What Can You Hold Back On?

The blogosphere is currently twisting its knickers over the legitimacy and consequences of Google’s apparently imminent $250m purchase of Twitter. Whichever way you look at it, Twitter is a remarkable web 2.0 phenomenon.

I’ve been in a room of highly intelligent businesspeople who reached levels of hysteria their day job could only dream of when debating Twitter. Opinions rapidly polarised. To some it was an essential business and communications tool uniquely engaging and creating a true partnership between vendor and client, to others it was the moronic time stealing pursuit of nonsense with no value or depth and completely bereft of a profit making business model. Amazing.

One angle I take a sales note of, is that the pair of perhaps soon-to-be wildly wealthy founders have, in fact, got significant form in this arena.

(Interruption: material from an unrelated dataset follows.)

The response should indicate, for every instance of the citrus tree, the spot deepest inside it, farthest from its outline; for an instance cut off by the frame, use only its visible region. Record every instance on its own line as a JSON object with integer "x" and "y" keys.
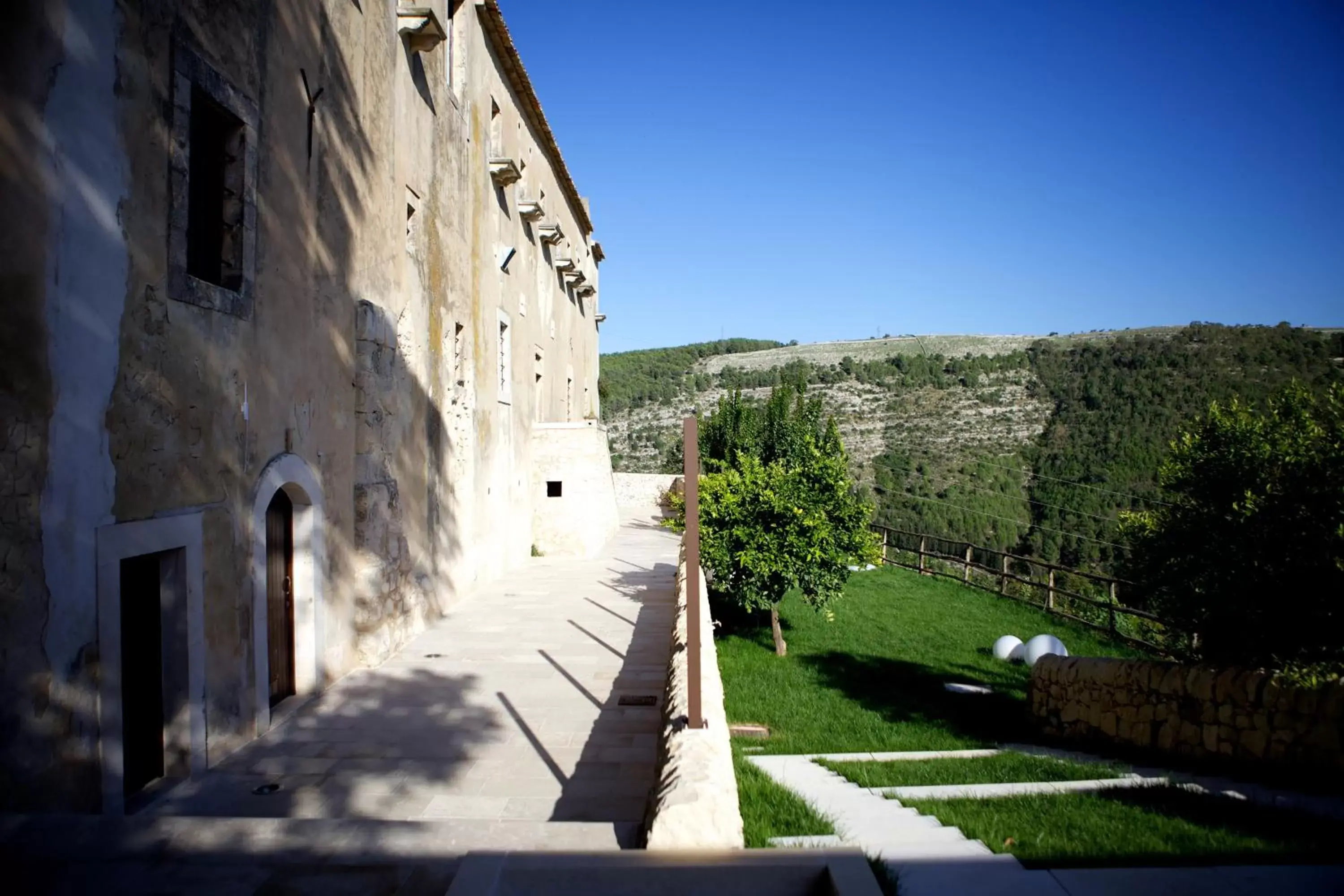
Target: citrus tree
{"x": 791, "y": 519}
{"x": 1248, "y": 547}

In 2003, they sold their previous venture. At the time, it went for an undisclosed fee, widely rumoured to be a hefty 8-figure sum. And would you know it, they also sold back then to Google.

The product they exited was Blogger. One of a handful of free-to-use blogging platforms. You can see how simple an extension of that premise Twitter was.

Consequently, I find it hard to imagine that when they made their first millions, Twitter wasn’t already at least a twinkle in their eye.

If this scenario is true, then how brilliant of them to keep it to themselves. I can imagine the Google due diligence. “What else have you on the drawing board, in development, about to work on next?”

One problem of a selling mentality is that you’re often tempted to talk about futures. In software we used to call this “vapourware”. Yet they can easily derail a sale. Decision criteria can quickly skew away from your strengths as a result. Sometimes the most powerful info in your armoury is that which you hold back on, even conceal for good.